Catalogs¶
Medchem proposes a list of RDKit-based catalogs and Medchem-specific catalogs in order to quickly triage or flag compounds that contains molecular features provided by a given catalog.
The API is based on the RDKit catalog module rdkit.Chem.rdfiltercatalog
.
??? warning: Avoid blindly applying Medchem filters; you may miss valuable compounds or allow toxins for your specific applications.
import datamol as dm
import pandas as pd
import medchem as mc
from medchem.catalogs import NamedCatalogs
from medchem.catalogs import list_named_catalogs
from medchem.catalogs import catalog_from_smarts
Use the existing catalogs¶
List all the available catalogs.
list_named_catalogs()
['tox', 'pains', 'pains_a', 'pains_b', 'pains_c', 'nih', 'zinc', 'brenk', 'dundee', 'bms', 'glaxo', 'schembl', 'mlsmr', 'inpharmatica', 'lint', 'alarm_nmr', 'alphascreen', 'gst_hitters', 'his_hitters', 'luciferase', 'dnabinder', 'chelator', 'hitters', 'electrophilic', 'carcinogen', 'ld50_oral', 'reactive_unstable_toxic', 'skin', 'toxicophore', 'nibr', 'bredt', 'unstable_graph']
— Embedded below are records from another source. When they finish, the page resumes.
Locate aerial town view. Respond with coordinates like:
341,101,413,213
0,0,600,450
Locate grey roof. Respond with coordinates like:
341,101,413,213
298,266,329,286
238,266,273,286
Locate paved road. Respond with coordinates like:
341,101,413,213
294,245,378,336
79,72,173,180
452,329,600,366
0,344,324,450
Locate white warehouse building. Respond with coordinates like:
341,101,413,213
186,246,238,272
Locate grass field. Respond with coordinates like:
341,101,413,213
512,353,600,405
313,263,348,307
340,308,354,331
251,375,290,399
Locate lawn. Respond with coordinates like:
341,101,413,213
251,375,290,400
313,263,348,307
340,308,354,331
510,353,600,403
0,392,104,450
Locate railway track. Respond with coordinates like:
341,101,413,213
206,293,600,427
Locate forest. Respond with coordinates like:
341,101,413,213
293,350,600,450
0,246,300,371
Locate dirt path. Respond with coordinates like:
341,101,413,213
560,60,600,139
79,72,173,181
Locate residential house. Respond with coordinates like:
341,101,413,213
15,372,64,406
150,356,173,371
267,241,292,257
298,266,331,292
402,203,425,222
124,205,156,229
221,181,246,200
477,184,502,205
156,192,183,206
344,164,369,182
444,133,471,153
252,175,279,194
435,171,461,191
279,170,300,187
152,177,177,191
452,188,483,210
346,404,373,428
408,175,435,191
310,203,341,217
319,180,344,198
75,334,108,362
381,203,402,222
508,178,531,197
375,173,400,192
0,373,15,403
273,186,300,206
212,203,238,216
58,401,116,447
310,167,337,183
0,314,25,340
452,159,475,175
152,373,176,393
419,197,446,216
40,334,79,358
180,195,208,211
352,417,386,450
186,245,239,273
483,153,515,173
Retrieve a specific catalog as an RDKit catalog object.
catalog = NamedCatalogs.nibr()
catalog.GetNumEntries()
444
This catalog has 444 entries.
Now, let's load some molecules and check whether they match to the NIBR catalog.
data = dm.freesolv()
data = data.iloc[:50]
data["mol"] = data["smiles"].apply(dm.to_mol)
data["match_nibr_catalog"] = data["mol"].apply(catalog.HasMatch)
Pick a few to display.
rows = data.sample(n=8, random_state=19)
mols = rows["mol"].tolist()
legends = rows["match_nibr_catalog"].apply(lambda x: f"Match={x}").tolist()
dm.to_image(mols, legends=legends, mol_size=(300, 200))
It's possible to retrieve the entries that match a certain molecule.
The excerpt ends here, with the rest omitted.